First Barry Bonds shows interest in managing minor leaguers, now Tony Gwynn? I was on my way to Dodger Stadium early last Friday to get some interviews, listening to Double X Sports 1090 — the Padres’ station. They were running the Padres BP show (you can listen here), and they had quite the star-studded cast: hit king Pete Rose, Hall of Famer Tony Gwynn, Cy Younger Randy Jones, and host Darren Smith. Despite being a BP show which would seem boring, it was easily some of the most enjoyable radio I’ve ever heard — just like listening to a bunch of baseball greats sitting around talking at a bar. At one point Tony was asked by Rose if his ambition is to be a big league manager. Tony’s response was clear: “No.” Rose followed up, “You mean if they offer you the job next month you’d turn it down?” Gwynn responded, “I didn’t say that [laughing loudly].” Now that wouldn’t be much of a stretch considering Gwynn already manages San Diego State’s baseball team. Check this though — attention MLB GMs: Tony Gwynn might be lookin for something new:

“I’ve [managed San Diego State] for six years, I’d like to continue to do it for a while, but I can’t lie to you — one day you’d like to move from that to something else. To me, the minor leagues seem more intriguing than the big leagues. I feel like you can make the biggest difference teaching guys how to do things right.”

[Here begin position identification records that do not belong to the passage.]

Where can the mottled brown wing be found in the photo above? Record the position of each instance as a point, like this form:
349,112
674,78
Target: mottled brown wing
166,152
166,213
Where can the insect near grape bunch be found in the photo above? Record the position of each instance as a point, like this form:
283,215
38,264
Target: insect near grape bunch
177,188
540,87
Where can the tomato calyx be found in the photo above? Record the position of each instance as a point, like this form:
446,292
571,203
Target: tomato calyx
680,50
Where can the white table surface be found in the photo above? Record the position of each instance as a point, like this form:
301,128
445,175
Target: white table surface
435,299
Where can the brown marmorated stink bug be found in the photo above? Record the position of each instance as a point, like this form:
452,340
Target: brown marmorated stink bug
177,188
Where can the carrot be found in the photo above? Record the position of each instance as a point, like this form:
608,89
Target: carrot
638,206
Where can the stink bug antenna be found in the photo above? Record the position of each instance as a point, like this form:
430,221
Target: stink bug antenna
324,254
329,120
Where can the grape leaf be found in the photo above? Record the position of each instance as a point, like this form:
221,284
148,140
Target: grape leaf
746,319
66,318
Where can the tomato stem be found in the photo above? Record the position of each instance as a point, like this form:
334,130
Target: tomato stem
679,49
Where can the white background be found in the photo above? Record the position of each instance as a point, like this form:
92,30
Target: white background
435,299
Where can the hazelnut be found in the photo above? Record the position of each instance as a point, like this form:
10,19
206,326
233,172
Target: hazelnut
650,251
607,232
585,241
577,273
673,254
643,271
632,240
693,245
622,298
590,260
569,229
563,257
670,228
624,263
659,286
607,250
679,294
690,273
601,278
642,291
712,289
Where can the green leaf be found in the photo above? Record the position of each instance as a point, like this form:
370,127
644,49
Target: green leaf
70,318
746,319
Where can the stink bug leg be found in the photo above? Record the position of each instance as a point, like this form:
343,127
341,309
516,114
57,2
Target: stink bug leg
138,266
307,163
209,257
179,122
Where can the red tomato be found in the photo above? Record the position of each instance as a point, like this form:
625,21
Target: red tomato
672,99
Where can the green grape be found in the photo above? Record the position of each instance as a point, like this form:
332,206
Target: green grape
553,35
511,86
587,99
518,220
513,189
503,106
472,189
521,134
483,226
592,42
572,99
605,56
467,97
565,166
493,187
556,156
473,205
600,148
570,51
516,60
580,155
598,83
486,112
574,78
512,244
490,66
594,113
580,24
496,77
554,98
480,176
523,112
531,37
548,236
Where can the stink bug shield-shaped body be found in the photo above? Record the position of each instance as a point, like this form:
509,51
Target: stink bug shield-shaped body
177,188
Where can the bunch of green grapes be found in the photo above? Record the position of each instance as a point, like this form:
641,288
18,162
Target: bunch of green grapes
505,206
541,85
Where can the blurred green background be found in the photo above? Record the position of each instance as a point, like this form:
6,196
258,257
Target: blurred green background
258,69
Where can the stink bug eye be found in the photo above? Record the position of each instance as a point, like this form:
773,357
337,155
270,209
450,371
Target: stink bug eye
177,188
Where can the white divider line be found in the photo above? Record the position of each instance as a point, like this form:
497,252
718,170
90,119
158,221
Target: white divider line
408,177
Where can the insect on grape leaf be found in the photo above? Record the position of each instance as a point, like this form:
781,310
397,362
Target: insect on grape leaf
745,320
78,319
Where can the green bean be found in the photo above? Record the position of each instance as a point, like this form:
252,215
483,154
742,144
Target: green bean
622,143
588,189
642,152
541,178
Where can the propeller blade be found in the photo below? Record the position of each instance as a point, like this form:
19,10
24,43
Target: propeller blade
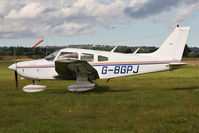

Hmm, why does that sound so familiar? Gwynn also added that he was criticized throughout his career for remaining on the Padres even with their losing teams, but he said he did things that made him comfortable and even sacrificed money to be comfortable because that was important to him, much like coaching at San Diego State. He also said that he’d like some of the college rules to change, such as allowing players to have more than two hours to practice a day in the off-season. Gwynn said it’s hard to get better playing college baseball with the restrictions they place on kids. Perhaps that’s a motivating factor in Tony having interest in moving on somewhere else.